Introduction

Wernicke encephalopathy (WE) was first described in 1881 by Carl Wernicke as a “superior acute hemorrhagic polioencephalitis.” WE is now recognized as a complication of thiamine (vitamin B1) deficiency and results in the following clinical triad: mental confusion, gait ataxia, and ocular dysfunction. Diagnosing WE is straightforward when a known alcoholic demonstrates all of these symptoms. Unfortunately, this occurs in a minority of patients. One study investigating 245 patients over a 10-year period discovered that only 33% of patients demonstrated the complete triad. Consequently, WE is believed to be underdiagnosed.

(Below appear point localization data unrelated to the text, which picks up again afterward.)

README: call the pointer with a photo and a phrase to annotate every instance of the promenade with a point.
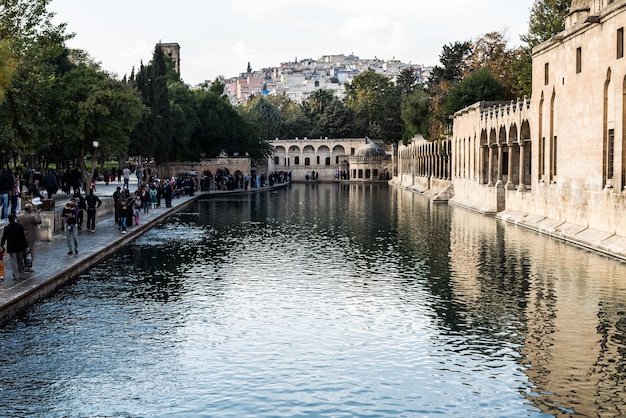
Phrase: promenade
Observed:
(53, 267)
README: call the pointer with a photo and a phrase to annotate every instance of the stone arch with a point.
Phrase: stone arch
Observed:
(526, 158)
(608, 140)
(323, 155)
(308, 155)
(542, 141)
(553, 136)
(338, 150)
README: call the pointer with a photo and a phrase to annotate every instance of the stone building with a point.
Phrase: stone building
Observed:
(172, 50)
(556, 163)
(355, 159)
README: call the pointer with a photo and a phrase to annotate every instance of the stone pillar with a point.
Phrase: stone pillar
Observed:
(521, 187)
(500, 162)
(509, 182)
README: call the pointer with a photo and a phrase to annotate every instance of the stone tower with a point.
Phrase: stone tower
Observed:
(172, 50)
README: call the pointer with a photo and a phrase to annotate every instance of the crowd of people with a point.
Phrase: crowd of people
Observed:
(20, 236)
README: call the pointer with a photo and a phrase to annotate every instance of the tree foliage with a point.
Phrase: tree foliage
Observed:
(375, 101)
(7, 67)
(479, 86)
(96, 107)
(154, 136)
(547, 18)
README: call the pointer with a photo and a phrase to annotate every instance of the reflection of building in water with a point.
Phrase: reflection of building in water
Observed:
(172, 50)
(355, 159)
(566, 317)
(370, 162)
(556, 163)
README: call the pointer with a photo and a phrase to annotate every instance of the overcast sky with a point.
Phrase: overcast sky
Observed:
(221, 37)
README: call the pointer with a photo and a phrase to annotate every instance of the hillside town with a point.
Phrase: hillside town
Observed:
(298, 79)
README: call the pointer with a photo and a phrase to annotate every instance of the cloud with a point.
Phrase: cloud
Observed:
(379, 35)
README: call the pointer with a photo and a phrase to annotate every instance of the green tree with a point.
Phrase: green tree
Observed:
(154, 136)
(34, 43)
(96, 107)
(335, 122)
(547, 18)
(491, 51)
(478, 86)
(406, 81)
(7, 68)
(184, 117)
(264, 117)
(223, 128)
(454, 62)
(415, 112)
(375, 101)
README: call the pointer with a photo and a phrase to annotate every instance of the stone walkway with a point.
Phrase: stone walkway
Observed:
(53, 267)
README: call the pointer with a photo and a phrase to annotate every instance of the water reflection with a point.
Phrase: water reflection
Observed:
(335, 300)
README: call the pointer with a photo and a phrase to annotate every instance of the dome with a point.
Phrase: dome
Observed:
(370, 149)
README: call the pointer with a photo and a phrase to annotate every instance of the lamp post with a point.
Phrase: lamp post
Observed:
(94, 162)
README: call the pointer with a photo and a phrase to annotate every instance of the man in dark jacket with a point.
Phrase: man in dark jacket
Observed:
(13, 235)
(50, 183)
(92, 201)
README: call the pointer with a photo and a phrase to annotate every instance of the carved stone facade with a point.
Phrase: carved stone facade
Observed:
(331, 159)
(556, 163)
(172, 50)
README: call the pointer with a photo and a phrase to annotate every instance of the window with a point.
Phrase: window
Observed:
(505, 163)
(610, 155)
(542, 153)
(553, 159)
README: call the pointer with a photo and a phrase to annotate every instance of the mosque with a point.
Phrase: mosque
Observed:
(555, 163)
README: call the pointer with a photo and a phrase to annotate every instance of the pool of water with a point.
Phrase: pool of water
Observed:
(326, 300)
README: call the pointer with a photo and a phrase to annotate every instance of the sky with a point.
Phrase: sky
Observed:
(220, 37)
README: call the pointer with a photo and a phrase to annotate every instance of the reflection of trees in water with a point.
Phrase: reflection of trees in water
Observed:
(611, 364)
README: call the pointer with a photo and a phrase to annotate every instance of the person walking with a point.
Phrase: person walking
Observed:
(82, 207)
(93, 202)
(30, 221)
(6, 185)
(15, 239)
(70, 217)
(126, 174)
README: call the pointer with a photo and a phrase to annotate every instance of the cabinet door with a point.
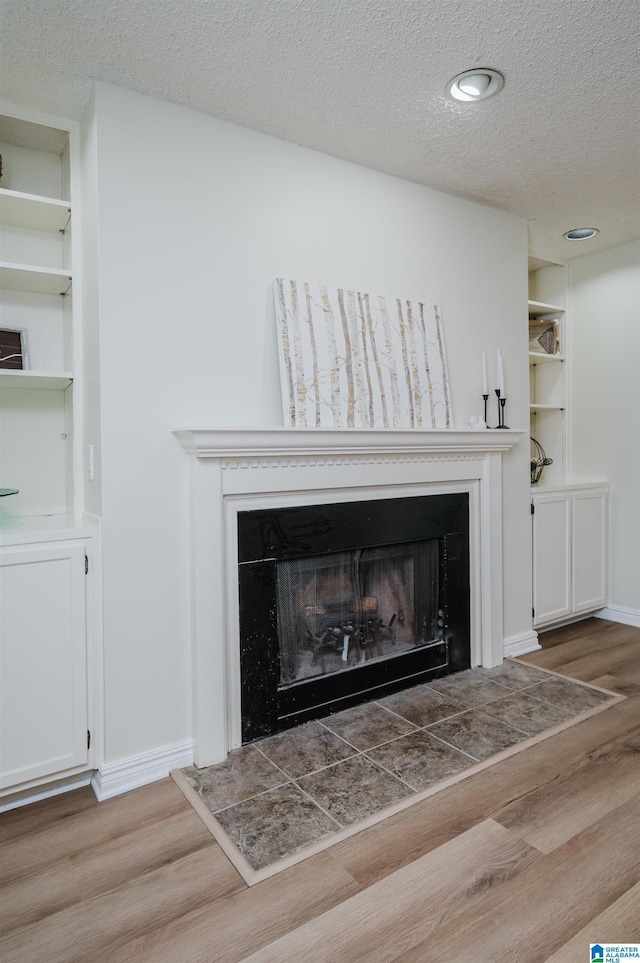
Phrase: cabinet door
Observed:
(43, 688)
(589, 550)
(551, 557)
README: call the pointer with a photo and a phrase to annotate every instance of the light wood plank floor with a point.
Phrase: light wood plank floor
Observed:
(529, 860)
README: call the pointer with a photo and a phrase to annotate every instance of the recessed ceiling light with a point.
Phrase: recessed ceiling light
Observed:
(478, 84)
(581, 233)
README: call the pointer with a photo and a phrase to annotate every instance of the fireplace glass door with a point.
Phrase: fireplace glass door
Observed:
(340, 611)
(343, 603)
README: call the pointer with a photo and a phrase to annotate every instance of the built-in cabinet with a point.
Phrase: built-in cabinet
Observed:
(39, 398)
(45, 708)
(569, 552)
(44, 698)
(547, 364)
(569, 515)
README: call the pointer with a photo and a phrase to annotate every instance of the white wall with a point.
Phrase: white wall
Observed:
(196, 218)
(604, 301)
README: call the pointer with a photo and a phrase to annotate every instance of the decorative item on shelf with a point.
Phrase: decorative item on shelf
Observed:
(352, 359)
(13, 349)
(500, 393)
(539, 461)
(485, 386)
(544, 337)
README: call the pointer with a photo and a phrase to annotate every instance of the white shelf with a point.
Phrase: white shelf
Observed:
(32, 211)
(539, 310)
(34, 280)
(40, 380)
(538, 357)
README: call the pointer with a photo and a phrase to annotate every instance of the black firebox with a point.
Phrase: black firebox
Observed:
(343, 603)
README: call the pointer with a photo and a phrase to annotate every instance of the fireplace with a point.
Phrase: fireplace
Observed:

The most common symptoms of WE are mental status abnormalities (82%), ocular dysfunction (29%), ataxia (23%), and polyneuropathy (11%). Mental status abnormalities include disorientation, indifference, and inattentiveness, with impaired learning and memory. Ocular abnormalities include nystagmus, bilateral cranial nerve VI palsies, and conjugate gaze palsies. Ataxia affects both stance and gait and is secondary to a combination of polyneuropathy, cerebellar involvement, and vestibular dysfunction. Korsakoff syndrome is a memory disturbance with amnesia and confabulation that may develop if the thiamine deficiency is left untreated.

WE can be identified at autopsy in 0.4% to 2.8% of the population. Aside from alcoholism, WE has been reported in a variety of conditions that disrupt thiamine absorption. Examples include following gastrointestinal surgery, prolonged vomiting, chemotherapy, systemic infections, noninfectious disease, and dietary imabalances.

Thiamine is needed for a variety of cellular processes including the maintenance of membrane osmotic gradients and glucose metabolism. With insufficient dietary intake, the human body's stores become depleted in approximately 1 month. At histopathology, both vasogenic and cytotoxic edema can be identified, along with swelling of astrocytes and oligodendrocytes, proliferation of microglia, necrosis, demyelination, vascular proliferation, petechial hemorrhage, and disruption of the blood-brain barrier. The intravenous administration of thiamine is the treatment for WE. Importantly, glucose should never be administered without thiamine because doing so can precipitate or worsen WE.